Bonnemaison se défend : "on ne s'habitue jamais à l'agonie"

Le docteur Nicolas Bonnemaison.
Le docteur Nicolas Bonnemaison. © NICOLAS TUCAT / AFP
  • Copié
Noémie Schulz avec CB
Nicolas Bonnemaison, l'ex-urgentiste jugé en appel à Angers pour "empoisonnement" de patients en phase terminale, a retracé mardi l'enfer de l'extrême fin de vie.

Il a retracé mardi l'enfer de l'extrême fin de vie. L'ex-urgentiste, Nicolas Bonnemaison, acquitté à Pau en 2014 pour avoir abrégé la vie de patients en phase terminale, a défendu sa décision de sédation, "en aucun cas" pour tuer, mais pour "soulager". Il comparaît depuis lundi devant la Cour d'appel d'Angers pour sept cas "d'empoisonnement". Une nouvelle fois, c'est un débat autour de la fin de vie et des difficultés de l'encadrer juridiquement qui s'est ouvert, avec un Nicolas Bonnemaison qui a fait entrer les jurés cœur de son service.

"C’est affreux pour le patient et pour sa famille". Une plongée éprouvante dans le monde de la vie : l’agonie des dernières heures, quand le malade convulse, se cogne, ne maîtrise plus sa respiration, qu’il est pris de "gasps". "C’est comme un poisson que l’on sort de l’eau, c’est affreux pour le patient et pour sa famille", explique avec émotion Nicolas Bonnemaison. "On ne s’habitue jamais à ce type d’agonie. Surtout, les médecins ont beaucoup d’interrogations : le patient souffre-t-il ?", témoigne l'ex-urgentiste.

"Pour soulager, jamais pour provoquer la mort." Pour l’ancien médecin, la réponse est claire, il faut sédater ces malades, en partant du principe qu’il n’y a aucune certitude et qu’il faut donc imaginer le pire. C’est pour cela, qu’il a injecté, en 2010 et 2011, des produits sédatifs puissants à sept patients incurables, dont le traitement était arrêté et le pronostic vital engagé à court terme. Une mesure qu’il a pris "pour soulager, jamais pour provoquer la mort." Cette phrase, il l’a répétée cinq fois.
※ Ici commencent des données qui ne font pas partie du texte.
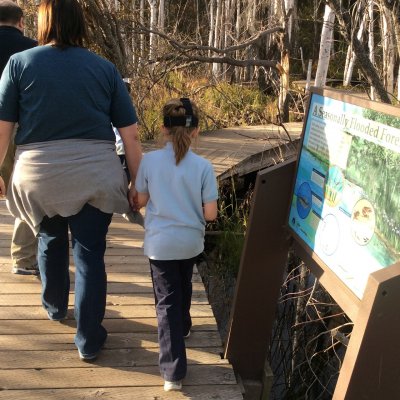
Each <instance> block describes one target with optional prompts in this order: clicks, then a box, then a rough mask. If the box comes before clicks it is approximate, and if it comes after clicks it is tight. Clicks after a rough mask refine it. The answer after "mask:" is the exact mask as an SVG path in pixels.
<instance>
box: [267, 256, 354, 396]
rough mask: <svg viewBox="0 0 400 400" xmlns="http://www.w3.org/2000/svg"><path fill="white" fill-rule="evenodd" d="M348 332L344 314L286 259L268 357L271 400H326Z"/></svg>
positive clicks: (299, 267)
mask: <svg viewBox="0 0 400 400" xmlns="http://www.w3.org/2000/svg"><path fill="white" fill-rule="evenodd" d="M352 328H353V323H352V322H351V321H350V319H349V318H348V317H347V316H346V314H345V313H344V312H343V310H342V309H341V308H340V307H339V306H338V305H337V304H336V303H335V301H334V300H333V299H332V297H331V296H330V295H329V294H328V292H327V291H326V290H325V289H324V288H323V287H322V286H321V285H320V284H319V283H318V280H316V279H315V277H314V276H313V275H312V274H311V272H310V270H309V269H308V268H307V266H306V265H305V264H304V263H303V262H301V261H300V260H299V259H297V258H296V257H295V256H294V255H293V253H291V254H290V256H289V261H288V268H287V271H286V274H285V280H284V283H283V285H282V286H281V291H280V298H279V301H278V306H277V314H276V319H275V324H274V327H273V336H272V340H271V345H270V351H269V356H268V359H269V362H270V366H271V369H272V371H273V373H274V382H273V385H272V390H271V396H270V399H271V400H282V399H284V400H301V399H304V400H329V399H331V398H332V395H333V392H334V390H335V385H336V381H337V378H338V375H339V371H340V367H341V364H342V361H343V358H344V354H345V352H346V349H347V344H348V341H349V337H350V335H351V331H352Z"/></svg>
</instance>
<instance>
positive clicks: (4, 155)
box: [0, 120, 15, 197]
mask: <svg viewBox="0 0 400 400" xmlns="http://www.w3.org/2000/svg"><path fill="white" fill-rule="evenodd" d="M14 125H15V123H14V122H8V121H1V120H0V165H1V164H3V161H4V158H5V157H6V154H7V149H8V145H9V144H10V140H11V136H12V133H13V131H14ZM5 195H6V185H5V184H4V181H3V178H2V177H1V176H0V197H3V196H5Z"/></svg>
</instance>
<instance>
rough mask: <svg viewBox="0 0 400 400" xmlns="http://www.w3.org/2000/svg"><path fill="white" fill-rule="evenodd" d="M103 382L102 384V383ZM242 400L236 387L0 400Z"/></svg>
mask: <svg viewBox="0 0 400 400" xmlns="http://www.w3.org/2000/svg"><path fill="white" fill-rule="evenodd" d="M103 383H104V382H103ZM39 399H40V400H66V399H72V400H99V399H105V400H171V399H173V400H185V399H196V400H210V399H213V400H243V396H242V394H241V393H240V391H239V389H238V387H237V386H236V385H211V384H208V385H198V386H189V385H185V386H184V387H183V390H182V392H164V390H163V388H162V386H147V387H116V388H110V387H104V386H100V387H97V388H94V389H93V388H89V389H81V388H79V389H58V390H54V389H36V390H30V389H27V390H3V391H0V400H39Z"/></svg>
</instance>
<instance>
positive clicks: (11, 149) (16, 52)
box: [0, 0, 39, 275]
mask: <svg viewBox="0 0 400 400" xmlns="http://www.w3.org/2000/svg"><path fill="white" fill-rule="evenodd" d="M23 31H24V15H23V11H22V9H21V7H19V6H18V5H17V4H16V3H14V2H13V1H11V0H0V76H1V74H2V72H3V70H4V67H5V66H6V64H7V62H8V60H9V58H10V57H11V56H12V55H13V54H15V53H19V52H21V51H24V50H27V49H31V48H32V47H35V46H36V45H37V41H36V40H33V39H30V38H28V37H26V36H24V34H23ZM14 153H15V146H14V144H13V143H11V144H10V146H9V149H8V152H7V156H6V158H5V160H4V163H3V165H2V167H1V170H0V174H1V176H3V178H4V180H5V182H6V185H7V184H8V181H9V178H10V175H11V172H12V169H13V165H14ZM37 245H38V244H37V239H36V237H35V235H34V233H33V231H32V229H31V228H30V227H29V226H28V225H27V224H26V223H25V222H24V221H22V220H20V219H19V218H16V219H15V223H14V232H13V237H12V240H11V259H12V272H13V273H14V274H24V275H38V274H39V269H38V265H37V258H36V257H37Z"/></svg>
"Faut-il laisser agoniser au XXIe siècle ?" L’avocat général le questionne alors presque naïvement : "puisque l’on est proche de la fin, pourquoi sédater et ne pas attendre la fin naturelle ?". En face, Nicolas Bonnemaison, s’anime et s’emporte. "Mais on ne peut pas attendre les bras ballants que cela s’arrête. On ne peut pas laisser ces patients seuls sans rien faire. Oui, ces sédations vont diminuer l’espérance de vie, c’est vrai. Mais faut-il laisser agoniser au XXIe siècle ?", questionne-t-il.

La perpétuité encourue. Mardi matin, aux assises d’Angers, la délicate question de la fin de vie a donc une nouvelle fois été posée sans être résolue. Une plongée dans la fin de vie sur laquelle de nombreux témoins (plus de 60 cités), soignants, médecins ou anciens ministres, devraient s'exprimer dans les jours à venir. Le procès doit durer jusqu'au 24 octobre. Nicolas Bonnemaison risque la réclusion criminelle à perpétuité.